One of the things I love about cooking so much, apart from the fact that it involves making delicious food, is that it’s like its own form of communication.
A lot can be said by the simple act of cooking for others. When a parent makes their child his or her favourite food, it’s their way of saying “I love you and want to make you happy”. When someone’s loved one passes away and people bring them casseroles, it says “I’m so sorry for your loss and I’m here to help in any way I can”. When we make someone a birthday cake it says “Hey you’re pretty awesome and deserve to be celebrated today.”
The language of food is one we can all speak and understand.
And as someone who’s not always as good with words, I tend to do a lot of talking through food.
Friday night I made lemon rosemary roast chicken with carrots and baby potatoes for JZ, which said “I love you enough to dissect out the chicken organs by myself and get smushed kidneys all over my bare hands”.
For all you Canadians, the recipe was from the Spring 2014 issue of Food and Drink, and I highly recommend it! The brine makes the chicken so tender and moist. It may take an extra day to prepare, but it’s so worth it.
Saturday morning I made us these whole wheat buttermilk pancakes for breakfast, which said “Haha sucker, I totally snuck whole wheat flour into these without you even noticing”. They were really good – especially with chocolate chips added to them!
Just a note: I only use whole wheat pastry flour in my baking – regular whole wheat flour tends to make things too dense and tough.

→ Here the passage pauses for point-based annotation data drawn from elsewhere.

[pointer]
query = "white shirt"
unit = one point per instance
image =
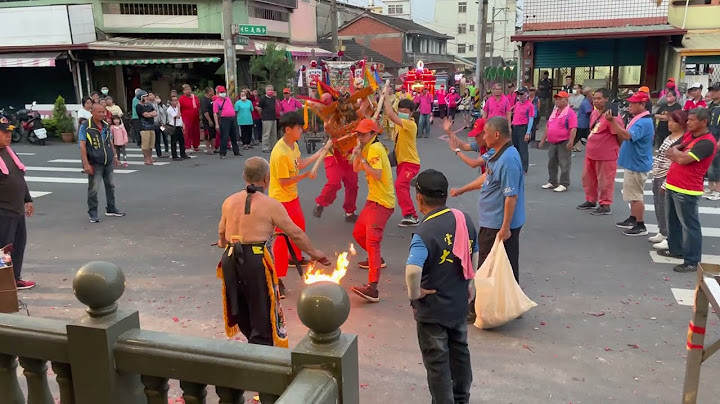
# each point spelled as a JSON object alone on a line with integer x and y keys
{"x": 173, "y": 118}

Later on in the day my good friend came over to catch up over lunch, so I made us African peanut soup (subbing sunflower seed butter for the peanut butter) from Oh She Glows’ cookbook with salted smashed avocado on buckwheat toast. This said “I really value our friendship and love having life chats with you.”
And that night JZ and I went over to his parents’ house for dinner. So I made a batch of chocolate chip cookies (recipe from here) to say “Thanks for having me over for dinner”.
The dinner they made was seriously delicious! And I’m no mind reader but I think it’s message was “Be careful, our food is as good as it looks and might send you into a 12 hour food coma.” I didn’t listen – oops.
How do you communicate through food?